At 6:45 last Monday morning, one of my AP Lit doubters came in to see me about her essays. We sat down and took a look at the three impromptus she has written so far, including one that I had not yet scored. As we looked them over and I showed her exactly where she could make improvements, she nodded her head and explained that she had trouble organizing her thoughts. She admitted that she’d always done well in English and was having a hard time hearing criticism from me and her peers. We scored her third essay together, and as we looked at the descriptors on the rubric, she saw what she had accomplished but also where she had clearly fallen short. She told me what she thought her score should be in each criterion, and she was right on the mark. And as we wrapped up our meeting she said, “Why didn’t I come talk to you weeks ago?” That Monday morning doubter-turned-considerer asked me as she left, “When do we get to do another impromptu?” When I told her she’d have the chance again in 10 days, she said, relieved, ‘Oh good. I finally get it, and I would be so annoyed if there was only one more chance to show you what I can do.” She’s so relieved that it’s only October.
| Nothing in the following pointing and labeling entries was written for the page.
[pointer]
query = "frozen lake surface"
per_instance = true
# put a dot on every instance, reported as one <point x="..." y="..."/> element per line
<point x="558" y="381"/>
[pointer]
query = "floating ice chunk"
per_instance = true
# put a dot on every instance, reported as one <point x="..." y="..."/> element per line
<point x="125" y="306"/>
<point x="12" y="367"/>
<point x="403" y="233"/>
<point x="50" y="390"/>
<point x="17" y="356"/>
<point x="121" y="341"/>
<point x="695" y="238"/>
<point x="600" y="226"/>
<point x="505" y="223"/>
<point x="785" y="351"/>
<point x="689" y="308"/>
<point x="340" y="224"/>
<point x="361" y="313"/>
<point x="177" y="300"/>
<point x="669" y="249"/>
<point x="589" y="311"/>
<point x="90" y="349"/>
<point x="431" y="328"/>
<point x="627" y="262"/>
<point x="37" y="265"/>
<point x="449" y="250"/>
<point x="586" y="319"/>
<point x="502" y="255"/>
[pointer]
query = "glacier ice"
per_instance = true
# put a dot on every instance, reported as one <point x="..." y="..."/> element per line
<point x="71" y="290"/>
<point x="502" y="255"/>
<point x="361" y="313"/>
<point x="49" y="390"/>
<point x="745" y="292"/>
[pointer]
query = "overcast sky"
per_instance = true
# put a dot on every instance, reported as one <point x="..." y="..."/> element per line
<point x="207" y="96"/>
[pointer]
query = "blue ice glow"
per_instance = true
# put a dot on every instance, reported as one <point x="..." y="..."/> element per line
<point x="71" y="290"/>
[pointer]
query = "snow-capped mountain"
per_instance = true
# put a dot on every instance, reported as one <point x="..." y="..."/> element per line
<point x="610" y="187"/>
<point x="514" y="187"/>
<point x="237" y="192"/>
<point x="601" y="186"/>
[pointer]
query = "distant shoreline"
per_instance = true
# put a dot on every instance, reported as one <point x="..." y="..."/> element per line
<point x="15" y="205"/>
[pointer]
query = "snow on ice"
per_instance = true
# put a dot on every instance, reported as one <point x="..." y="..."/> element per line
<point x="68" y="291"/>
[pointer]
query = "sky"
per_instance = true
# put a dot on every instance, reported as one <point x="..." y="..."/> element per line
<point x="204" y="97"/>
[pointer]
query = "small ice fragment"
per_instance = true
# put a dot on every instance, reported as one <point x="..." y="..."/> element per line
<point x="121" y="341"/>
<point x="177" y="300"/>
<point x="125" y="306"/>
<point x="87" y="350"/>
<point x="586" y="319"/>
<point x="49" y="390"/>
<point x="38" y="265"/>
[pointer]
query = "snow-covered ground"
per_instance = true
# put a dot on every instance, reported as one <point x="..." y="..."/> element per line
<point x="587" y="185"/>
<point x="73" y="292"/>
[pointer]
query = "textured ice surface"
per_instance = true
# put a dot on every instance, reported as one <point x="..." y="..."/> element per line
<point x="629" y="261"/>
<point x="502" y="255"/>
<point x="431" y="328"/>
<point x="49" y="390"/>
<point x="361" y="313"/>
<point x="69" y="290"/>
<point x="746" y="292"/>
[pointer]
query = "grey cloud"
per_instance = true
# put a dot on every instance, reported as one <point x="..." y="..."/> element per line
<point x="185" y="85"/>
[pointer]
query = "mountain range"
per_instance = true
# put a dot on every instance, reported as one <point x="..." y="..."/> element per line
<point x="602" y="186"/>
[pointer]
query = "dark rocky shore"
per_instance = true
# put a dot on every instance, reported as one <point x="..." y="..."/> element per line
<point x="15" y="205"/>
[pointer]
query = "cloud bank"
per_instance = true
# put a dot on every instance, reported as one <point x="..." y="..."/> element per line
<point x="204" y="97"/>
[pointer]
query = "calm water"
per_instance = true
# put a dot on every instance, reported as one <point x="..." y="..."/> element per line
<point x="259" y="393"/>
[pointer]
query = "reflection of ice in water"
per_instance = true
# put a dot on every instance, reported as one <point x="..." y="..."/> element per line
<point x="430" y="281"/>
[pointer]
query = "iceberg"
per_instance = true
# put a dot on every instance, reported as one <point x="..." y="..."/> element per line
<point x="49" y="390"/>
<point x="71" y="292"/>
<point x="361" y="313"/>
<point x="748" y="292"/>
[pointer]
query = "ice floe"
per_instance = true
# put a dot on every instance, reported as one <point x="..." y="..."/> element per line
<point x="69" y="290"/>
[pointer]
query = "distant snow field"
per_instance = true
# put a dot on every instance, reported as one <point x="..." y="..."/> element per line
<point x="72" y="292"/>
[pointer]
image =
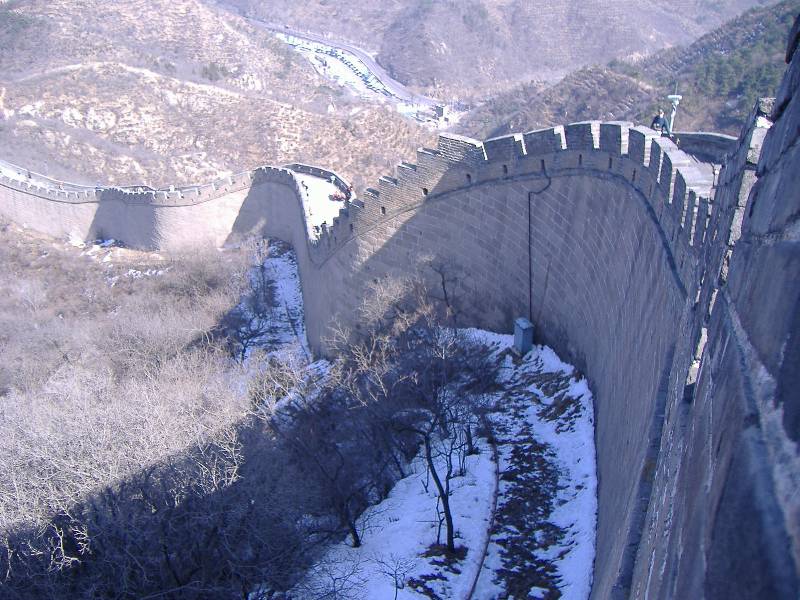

A colleague and I have been talking a lot about Empowered Learning during our prep hour. She teaches Spanish, and she desperately wants to move to this style of teaching and learning. Initially, she wasn’t sure she had the time to dedicate to the transition, but about a week ago, she decided she couldn’t wait. She couldn’t ignore her frustrations with points and homework completion and a lack of student ownership. So, she just went for it. She spent hours working her lesson plans over for the next unit, trying to create opportunities for students to practice their skills with a clear rubric in mind and without the fear of failure and penalty. She sent me a great email on Wednesday that just said, “The engagement in my class is out of bounds right now! :-)” And, imagine, it’s only October.
A senior came to me and said she had a dilemma. She is applying early decision to a university that requires students to send in their 1st quarter grades. She said she was afraid she might lose her chance at admission because she doesn’t have an A yet. But it’s only October! How can we teach kids to love learning when we constantly tell them that they have to be perfect before they’ve had a chance to practice?
Some of my students really, really want lectures, study guides, homework checks, and desks in rows. They don’t like working in groups, they don’t like self-assessment, and they don’t like that even though they work hard, they might not get an A. Part of me really wants to tell my students everything I know about every text we study. I won’t lie that their dislike of my teaching method sometimes feels like a doubt about my content knowledge, and my desire to flaunt what I know is hard to suppress. But I also think that for most students, learning gets truncated when they are told what to see in the literature they read, when assignments exist in isolation, or when they are allowed to think in isolation. And a lot of students seem to see grades as being given to them by the teacher rather than earned by themselves.
For now, I’m going to try to be patient because it’s only October while trying not to lose steam because it’s only October.
Keep pushig forward, Jennifer! You are breaking new ground! Thank you! Your authenticity and transparency are inspirational.